Revitalisation of primary health care governance: an important pillar for the tangible management of COVID-19
Ghader Ghanizadeh 1 2 , Hossein Masoumbeigi 2 3 , Sayyed-Morteza Hosseini-Shokouh 1 2 41 Health Management Research Center, Baqiyatallah University of Medical Sciences, Tehran, Iran.
2 Faculty of Health, Baqiyatallah University of Medical Sciences, Tehran, Iran.
3 Life Style Institute, Health Research Center, Baqiyatallah University of Medical Sciences, Tehran, Iran.
4 Corresponding author. Email: hosainysh.morteza@gmail.com
Journal of Primary Health Care 13(4) 313-314 https://doi.org/10.1071/HC21153
Published: 23 December 2021
Journal Compilation © Royal New Zealand College of General Practitioners 2021 This is an open access article licensed under a Creative Commons Attribution 4.0 International License
Health and security are essential for human survival and social life. The health of communities is affected by communicable- and non-communicable diseases. During human socialisation, the elevated rate of mortality from communicable diseases led to drafting of the defining health and prevention document ‘Primary Health Care’ in the 30th World Health Assembly in Almaty, 1978.1,2 This document, recognising the tangible benefits of prevention when epidemics or pandemics are occurring, has had an enduring effect on worldwide public health promotion, advocating simple and comprehensive approaches.
Increasing global mortality from non-communicable diseases due to urbanization and industrialization led to the advancement of therapeutic technologies and weakened Primary Health Care.3,4 The emerging of some communicable diseases as 21st-century pandemics, including Severe Acute Respiratory Syndrome (SARS), Middle East Respiratory Syndrome (MERS), Ebola, Influenza and, more recently, the latest coronavirus disease (COVID-19) has shown that surveillance and management based on Primary Health Care principles is the best strategy for communities’ health protection.5,6
According to studies on the COVID-19 pandemic, the dimensions (severity and extent) of previous epidemics have not had as profound effects as COVID-19 on the resilience of the world’s health systems.7,8 Its impacts on social and economic activities confirm that attention to Primary Health Care is necessary for improved therapeutic resilience and tangible effects on the use of healthcare resources. Lack of safe, reliable and completely approved vaccines, drugs, specific treatment mechanisms, and accurate knowledge of the disease reservoir are the most important challenges in the control and prevention of COVID-19. Over the past year (and more), these issues have forced health systems’ policymakers and authorities to implement the traditional public health approaches of quarantine and social distancing. In the absence of cost-effective and widespread therapeutic services, policymakers globally are now forced to reconsider previous policies that largely relate to hospitals. The convergence of these conditions in the control of the COVID-19 pandemic and lack of attention to Primary Health Care may be causing multiple and frequent COVID-19 waves.

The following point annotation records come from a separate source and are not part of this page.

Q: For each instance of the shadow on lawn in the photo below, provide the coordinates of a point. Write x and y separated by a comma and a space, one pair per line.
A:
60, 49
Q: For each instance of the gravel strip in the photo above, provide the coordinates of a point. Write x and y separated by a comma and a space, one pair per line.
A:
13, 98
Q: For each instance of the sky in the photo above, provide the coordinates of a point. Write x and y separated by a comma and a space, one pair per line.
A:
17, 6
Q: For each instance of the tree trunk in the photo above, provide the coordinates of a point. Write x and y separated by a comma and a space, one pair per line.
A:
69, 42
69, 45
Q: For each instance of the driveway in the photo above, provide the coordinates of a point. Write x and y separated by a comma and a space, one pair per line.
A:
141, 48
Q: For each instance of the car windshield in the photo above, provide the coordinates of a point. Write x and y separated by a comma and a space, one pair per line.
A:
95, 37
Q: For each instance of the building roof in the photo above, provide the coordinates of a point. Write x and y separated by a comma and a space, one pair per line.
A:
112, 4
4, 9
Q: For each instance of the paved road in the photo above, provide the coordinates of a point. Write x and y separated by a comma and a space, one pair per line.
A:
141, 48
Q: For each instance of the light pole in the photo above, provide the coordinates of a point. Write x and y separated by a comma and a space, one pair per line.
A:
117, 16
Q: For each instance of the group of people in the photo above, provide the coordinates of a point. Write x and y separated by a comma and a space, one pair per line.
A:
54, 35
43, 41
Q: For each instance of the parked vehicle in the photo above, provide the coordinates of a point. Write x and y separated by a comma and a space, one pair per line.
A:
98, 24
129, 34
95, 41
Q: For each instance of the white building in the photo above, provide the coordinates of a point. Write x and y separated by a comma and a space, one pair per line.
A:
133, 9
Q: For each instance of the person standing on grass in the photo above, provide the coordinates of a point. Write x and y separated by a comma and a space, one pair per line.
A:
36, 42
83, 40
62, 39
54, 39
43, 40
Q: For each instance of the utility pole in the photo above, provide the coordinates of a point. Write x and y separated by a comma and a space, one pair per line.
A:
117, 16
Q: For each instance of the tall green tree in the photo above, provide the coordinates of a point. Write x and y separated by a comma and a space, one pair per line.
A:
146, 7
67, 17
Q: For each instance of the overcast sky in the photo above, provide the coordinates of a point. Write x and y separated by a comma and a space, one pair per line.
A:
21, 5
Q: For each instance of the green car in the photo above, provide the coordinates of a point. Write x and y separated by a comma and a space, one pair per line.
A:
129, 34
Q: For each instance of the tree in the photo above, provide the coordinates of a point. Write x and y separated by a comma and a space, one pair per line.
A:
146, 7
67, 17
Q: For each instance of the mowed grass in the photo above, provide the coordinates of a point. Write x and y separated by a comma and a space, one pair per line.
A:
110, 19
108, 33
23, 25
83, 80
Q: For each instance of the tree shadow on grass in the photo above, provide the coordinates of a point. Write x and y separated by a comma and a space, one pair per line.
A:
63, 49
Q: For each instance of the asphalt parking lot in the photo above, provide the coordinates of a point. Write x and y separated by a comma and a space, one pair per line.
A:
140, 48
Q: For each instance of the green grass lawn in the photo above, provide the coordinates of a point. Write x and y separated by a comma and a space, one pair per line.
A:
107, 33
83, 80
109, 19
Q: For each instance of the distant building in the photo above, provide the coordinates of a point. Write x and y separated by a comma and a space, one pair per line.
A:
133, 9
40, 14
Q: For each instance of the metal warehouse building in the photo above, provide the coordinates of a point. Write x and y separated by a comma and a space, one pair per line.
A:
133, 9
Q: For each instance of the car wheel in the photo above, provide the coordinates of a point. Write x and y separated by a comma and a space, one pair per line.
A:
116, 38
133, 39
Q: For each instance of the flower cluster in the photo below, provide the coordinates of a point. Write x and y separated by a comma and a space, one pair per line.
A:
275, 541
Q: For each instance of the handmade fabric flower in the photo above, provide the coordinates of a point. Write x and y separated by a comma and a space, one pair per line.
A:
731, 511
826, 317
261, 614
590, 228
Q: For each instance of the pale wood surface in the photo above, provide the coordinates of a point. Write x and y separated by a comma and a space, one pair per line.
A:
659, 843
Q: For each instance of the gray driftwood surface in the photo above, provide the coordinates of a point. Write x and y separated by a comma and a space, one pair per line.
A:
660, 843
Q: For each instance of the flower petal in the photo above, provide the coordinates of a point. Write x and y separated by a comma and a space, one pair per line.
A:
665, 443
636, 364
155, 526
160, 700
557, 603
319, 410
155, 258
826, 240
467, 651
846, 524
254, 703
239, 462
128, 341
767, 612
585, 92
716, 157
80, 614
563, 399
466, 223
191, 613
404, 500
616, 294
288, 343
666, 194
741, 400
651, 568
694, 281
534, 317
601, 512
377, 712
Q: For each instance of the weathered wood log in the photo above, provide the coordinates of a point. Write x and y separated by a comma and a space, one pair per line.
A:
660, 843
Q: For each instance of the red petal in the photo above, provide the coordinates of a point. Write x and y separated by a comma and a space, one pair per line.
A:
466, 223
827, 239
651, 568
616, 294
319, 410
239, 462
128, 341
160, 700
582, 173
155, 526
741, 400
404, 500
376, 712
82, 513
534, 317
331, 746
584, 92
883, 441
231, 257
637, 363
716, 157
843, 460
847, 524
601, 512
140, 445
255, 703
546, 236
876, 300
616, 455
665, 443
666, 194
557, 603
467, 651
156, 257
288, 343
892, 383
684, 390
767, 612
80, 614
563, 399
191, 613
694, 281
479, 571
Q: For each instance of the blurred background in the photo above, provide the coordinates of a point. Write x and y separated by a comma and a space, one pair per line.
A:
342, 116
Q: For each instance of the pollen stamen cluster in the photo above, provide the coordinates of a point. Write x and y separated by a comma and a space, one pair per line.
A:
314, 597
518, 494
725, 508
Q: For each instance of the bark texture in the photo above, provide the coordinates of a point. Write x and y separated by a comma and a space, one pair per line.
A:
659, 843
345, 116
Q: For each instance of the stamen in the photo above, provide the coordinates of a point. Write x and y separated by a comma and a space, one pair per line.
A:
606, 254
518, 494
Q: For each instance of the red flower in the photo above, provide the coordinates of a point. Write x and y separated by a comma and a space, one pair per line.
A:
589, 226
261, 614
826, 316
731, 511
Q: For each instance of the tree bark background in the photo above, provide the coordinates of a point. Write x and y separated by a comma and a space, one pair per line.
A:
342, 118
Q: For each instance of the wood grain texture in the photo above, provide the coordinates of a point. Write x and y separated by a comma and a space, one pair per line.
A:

Despite the availability of new therapeutic technologies, irreparable damage has occurred in most developed and developing communities, and COVID-19 has introduced serious challenges to the resilience of health systems. These complexities highlight the need for global agreements and consensus for revitalisation of Primary Health Care as a powerful tool to save societies from pandemics’ consequences. The realisation of Primary Health Care governance as sustainable, productive, effective and fair needs global consensus so that supportive plans for therapeutic programmes can be considered.
Finally, any new therapeutic technologies that do not consider impacts of their introduction on Primary Health Care will limit countries’ ability to withstand pandemic waves, to protect the health of suffering people, and to reduce their pain, social, economic, and health vulnerabilities. Developing health policies that protect Primary Health Care and provide health services will reduce global inequality and lead to the development of humanitarian services.
Conflicts of interest
The authors declare that they have no conflict of interest for the publication of this paper.
Declaration of funding
This letter did not receive any specific funding.